Unexplained out_of_range in string::substr - c++

I have been getting a really annoying error about an std::out_of_range when calling substr. The exact error is
terminate called after throwing an
instance of 'std::out_of_range'
what(): basic_string::substr
I'm absolutely sure that tmp_request has a length greater then 1. No matter what I pass to substr—1, 2, or bodypos—it always throws that error. I'm using g++ on Unix.
Only interesting thing I can include is the string has multiple "\r\n", including one "\r\n\r\n".
In one cpp file:
std::string tmp_request, outRequest;
tmp_request = SS_Twitter->readData();
outRequest = SS_Twitter->parse(tmp_request);
In another:
std::string parse(const std::string &request)
{
std::map<std::string,std::string> keyval;
std::string outRequest;
if(request[0]=='P')
{
if(request.find("register")!=std::string::npos)
{ //we have a register request
size_t bodypos = request.find("username");
if(bodypos==std::string::npos)
{
HttpError(400,"Malformed HTTP POST request. Could not find key username.",request);
}
else
{
std::string body = request.substr(bodypos);
StringExplode(body,"&", "=",keyval);
outRequest = "doing stuff";
}
}
Update:
std::string request2("P\r\nregister\r\nusername=hello\r\n\r\n");
std::string body = request2.substr(4);
That throws the same error.
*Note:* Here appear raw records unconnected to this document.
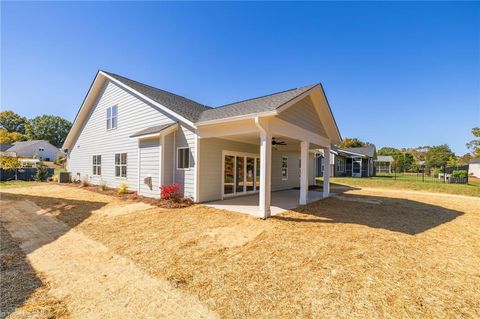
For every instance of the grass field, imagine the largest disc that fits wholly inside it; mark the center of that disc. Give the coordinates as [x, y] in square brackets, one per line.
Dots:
[8, 184]
[407, 183]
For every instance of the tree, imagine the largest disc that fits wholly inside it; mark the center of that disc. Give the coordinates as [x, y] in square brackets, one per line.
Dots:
[438, 156]
[465, 159]
[353, 142]
[12, 122]
[474, 145]
[9, 137]
[48, 127]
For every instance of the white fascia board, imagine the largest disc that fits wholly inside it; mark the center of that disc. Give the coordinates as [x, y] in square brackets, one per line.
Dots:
[163, 108]
[164, 132]
[236, 118]
[73, 130]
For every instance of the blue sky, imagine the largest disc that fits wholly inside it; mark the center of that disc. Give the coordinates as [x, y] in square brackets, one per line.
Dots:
[396, 74]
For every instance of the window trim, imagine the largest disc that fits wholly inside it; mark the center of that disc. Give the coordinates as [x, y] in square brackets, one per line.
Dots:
[96, 165]
[188, 157]
[284, 158]
[120, 165]
[110, 108]
[341, 168]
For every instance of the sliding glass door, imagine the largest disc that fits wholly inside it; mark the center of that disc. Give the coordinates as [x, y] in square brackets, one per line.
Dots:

Now I know this is perfectly valid and correct code, but it's still throwing the error.
//removed source link

I modified your sample slightly to decrease amount of indentation used.
There are 5 "test cases" and none causes any problem. Could you please provide a sample request to reproduce the problem you're having.
EDIT: Forgot to mention: if this sample as it is (with commented-out bits) doesn't produce that error, your best bet is that you have a bug in your StringExplode function. You could post its source, to get a more helpful advice.
EDIT2:
In your StringExplode, change results[tmpKey] = tmpKey.substr(found+1); to results[tmpKey] = tmpResult[i].substr(found+1);. Change int found to size_t found, and remove all of if (found > 0), that will fix your mysterious out_of_range. You were substr-ing a wrong string. Just in case, here's the code with a fix:
void StringExplode(std::string str, std::string objseparator, std::string keyseperator,
std::map <std::string, std::string> &results)
{
size_t found;
std::vector<std::string> tmpResult;
found = str.find_first_of(objseparator);
while(found != std::string::npos)
{
tmpResult.push_back(str.substr(0,found));
str = str.substr(found+1);
found = str.find_first_of(objseparator);
}
if(str.length() > 0)
{
tmpResult.push_back(str);
}
for(size_t i = 0; i < tmpResult.size(); i++)
{
found = tmpResult[i].find_first_of(keyseperator);
while(found != std::string::npos)
{
std::string tmpKey = tmpResult[i].substr(0, found);
results[tmpKey] = tmpResult[i].substr(found+1);
found = tmpResult[i].find_first_of(keyseperator, found + results[tmpKey].size());
}
}
}
Initial test code:
#include <iostream>
#include <map>
#include <string>
std::string parse(const std::string &request)
{
std::map<std::string,std::string> keyval;
std::string outRequest;
if(request[0] != 'P')
return outRequest;
if(request.find("register") == std::string::npos)
return outRequest;
//we have a register request
size_t bodypos = request.find("username");
if(bodypos==std::string::npos)
{
// HttpError(400,"Malformed HTTP POST request. Could not find key username.",request);
// you said HttpError returns, so here's a return
return outRequest;
}
std::string body = request.substr(bodypos);
// StringExplode(body,"&", "=",keyval);
outRequest = "doing stuff";
return outRequest;
}
int main()
{
std::string request("P\r\nregister\r\nusername=hello\r\n\r\n");
std::cout << "[" << parse(request) << "]\n";
request = "Pregisternusername=hello\r\n\r\n";
std::cout << "[" << parse(request) << "]\n";
request = "Pregisternusername=hello";
std::cout << "[" << parse(request) << "]\n";
request = "registernusername=hello";
std::cout << "[" << parse(request) << "]\n";
request = "";
std::cout << "[" << parse(request) << "]\n";
return 0;
}
This outputs, predictably:
[doing stuff]
[doing stuff]
[doing stuff]
[]
[]

Are you sure that it's failing on that substr and not on a substr call within the HttpError or StringExplode functions? If you haven't already, you should run this through a debugger so that you can see exactly where it's throwing the exception. Alternatively, you could add a:
std::cout << "calling substr" << std::endl;
line immediately before you call substr, and a similar line immediately afterwards, so that it would look like:
std::cout << "calling substr" << std::endl;
std::string body = request.substr(bodypos);
std::cout << "finished calling substr" << std::endl;
StringExplode(body,"&", "=",keyval);
outRequest = "doing stuff";
If that substr really is throwing the exception, then you'll know because the program will print "calling substr" without a matching "finished calling substr". If it prints the pair of debug messages, though, or none at all, then something else is throwing the exception.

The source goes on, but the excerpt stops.